First of all, let me tell you my philosophy when I drive. I'm generous at giving people way. I let people change lane in front of me. As long as they give signal beforehand. That's because I'm jumpy and don't appreciate it when I got scared.
I'm also big at 'the right of way'. I honor those who came to the intersection first, and I will wait and let them pass first. I also yield when I'm going to a bigger street. I don't like it when some bozo just expects me to hit the brake just because they decided to heck with it and cut me.
Lastly, I'm a slow driver. Slow means that I obey the max speed limit. At most I would go 5 miles more than what the sign said. Why? Because I was stopped by a police officer once because I went 52 miles/ hr when I should go 40 miles/hr (thank goodness I could wiggle my way out of it. I know... I'm charming when I try to). Also, I live on the biggest street in the town and there, policemen are constantly hiding behind every single bushes they can find and jump to every car that passes by with speed more than the limit. If I get a dime for every police car I see on my way back and forth to the office, I'd be rich.

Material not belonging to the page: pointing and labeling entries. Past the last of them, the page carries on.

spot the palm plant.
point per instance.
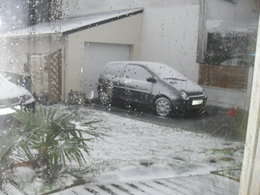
(48, 140)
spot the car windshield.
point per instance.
(165, 72)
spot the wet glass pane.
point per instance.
(126, 96)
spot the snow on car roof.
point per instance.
(71, 25)
(160, 69)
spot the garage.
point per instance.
(96, 55)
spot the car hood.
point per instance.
(184, 85)
(10, 90)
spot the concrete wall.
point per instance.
(170, 28)
(124, 31)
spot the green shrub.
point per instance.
(47, 140)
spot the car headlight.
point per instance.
(184, 95)
(26, 97)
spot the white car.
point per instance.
(13, 96)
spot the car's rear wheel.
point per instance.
(163, 106)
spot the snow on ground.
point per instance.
(133, 150)
(136, 150)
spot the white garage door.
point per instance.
(96, 56)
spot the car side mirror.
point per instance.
(151, 80)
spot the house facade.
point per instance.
(70, 54)
(178, 33)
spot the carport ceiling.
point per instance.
(71, 25)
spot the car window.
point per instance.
(114, 70)
(136, 72)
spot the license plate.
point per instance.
(197, 102)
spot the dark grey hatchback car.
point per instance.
(152, 84)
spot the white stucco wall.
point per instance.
(124, 31)
(170, 29)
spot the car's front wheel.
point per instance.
(163, 106)
(104, 97)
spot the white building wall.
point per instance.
(125, 31)
(170, 28)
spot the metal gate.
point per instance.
(46, 76)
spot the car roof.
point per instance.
(144, 63)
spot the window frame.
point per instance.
(249, 180)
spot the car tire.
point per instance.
(163, 106)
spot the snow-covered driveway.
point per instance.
(136, 150)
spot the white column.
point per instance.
(250, 176)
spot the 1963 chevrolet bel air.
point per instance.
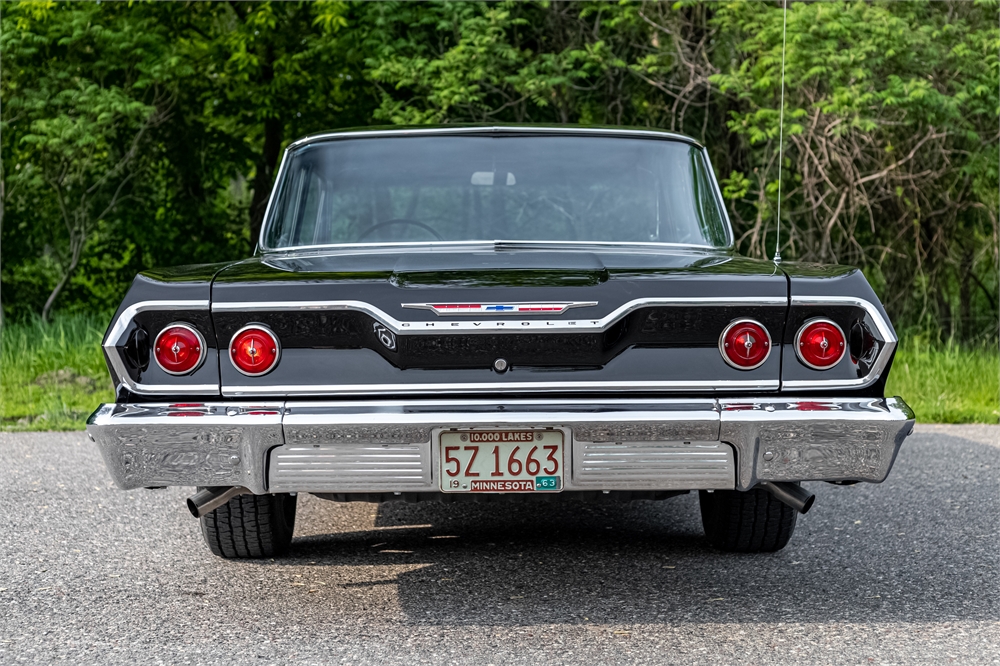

So, given my mental situation. It is bad to cut me. I will honk you like crazy and chase you down and give you angry expressions. I consider it very impolite. No manner at all.
So, never cut me.
Once, I was driving on the slowest lane and this car behind me just pass me by and cut me right in front of my nose. I think I know why he did it and that's because I wasn't fast enough. But heck, I was going 40 when the sign said 'speed limit 40'.
If you want to go faster, then be my guess and pass me by. I won't get mad.
But don't pass me by and cut my lane only a few feet way from my car.
That day, I got so mad that I chased him down and not realizing that I already passed my apartment.
Yeah. I'm crazy like that.
It's not recommended though. I turned my boyfriend white the other day when someone cut my lane.
I'm a road-rager.
My temper has always been sort of my weakness. The more I think about it, the more I started to remember all the similar kind of outbursts: like that guy I chased (together with the equally crazy roommate) because he groped my butt, or the bus I chased back home because it hit my dad's car & it attempted to run away (yes, I ran and chased it and hopped into the bus and yell at the driver to stop).
I turned my dad white that day.
Later that night, my dad knocked at my room, came in and hug me and said: "I really really appreciated what you did, Honey, but next time, just let it go, okay?"
So, hi everyone, my name is Bluecactus, and a I'm a road-rager trying to recover.